L’obelisco anticlericale di Torino

Dopo un’epico scontro nel Parlamento sabaudo, il 9 aprile 1850, furono aboliti nel Regno di  Sardegna i tribunali speciali ecclesiastici, su proposta del ministro della Giustizia, conte Giuseppe Siccardi (1802/1857). Il punto fondamentale stava nel fatto che fino ad allora il clero era sottoposto soltanto alle leggi ecclesiastiche e ai loro tribunali, sottratti così alla giustizia civile e violando palesemente l’articolo 24 dello Statuto sull’eguaglianza dei cittadini.

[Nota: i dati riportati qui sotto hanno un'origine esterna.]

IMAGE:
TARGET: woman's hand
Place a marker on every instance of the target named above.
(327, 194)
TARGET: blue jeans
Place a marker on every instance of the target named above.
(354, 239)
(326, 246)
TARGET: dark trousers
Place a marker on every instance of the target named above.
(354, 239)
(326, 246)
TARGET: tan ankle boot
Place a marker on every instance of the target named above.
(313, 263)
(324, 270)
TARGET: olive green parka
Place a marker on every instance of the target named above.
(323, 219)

L’arcivescovo di Torino, monsignor Luigi Fransoni (1789/1862) protestò e invitò i parroci alla disobbedienza. Gli fu comminata una multa di 500 lire e fu condannato a un mese di carcere. La multa fu pagata  tramite sottoscrizioni polemiche promosse dai giornali cattolici che aizzarono anche i fedeli a schierarsi contro la legge. Di contro, la stampa liberale promosse una sottoscrizione per riconoscere un omaggio simbolico al conte Siccardi. Ebbene, ebbe così tanto successo che si decise di erigere un monumento in quella che allora era piazza Paesana, sede del  marcà dle pate (mercato delle pulci), e oggi piazza Savoia. Fu scelto l’obelisco dello scultore Luigi Quarenghi di Casalmaggiore (1810/1882) su cui vennero incisi i nomi degli 800 comuni sottoscrittori.

Quando venne posata la prima pietra, il 17 giugno 1852, si decise di murare sotto l’obelisco quelli che erano considerati i simboli del monumento stesso e della città che lo ospitava: una copia della legge Siccardi, i numeri 141 e 142 de La Gazzetta del Popolo, alcuni semi di riso, delle monete, una bottiglia di Barbera e….una scatola di grissini!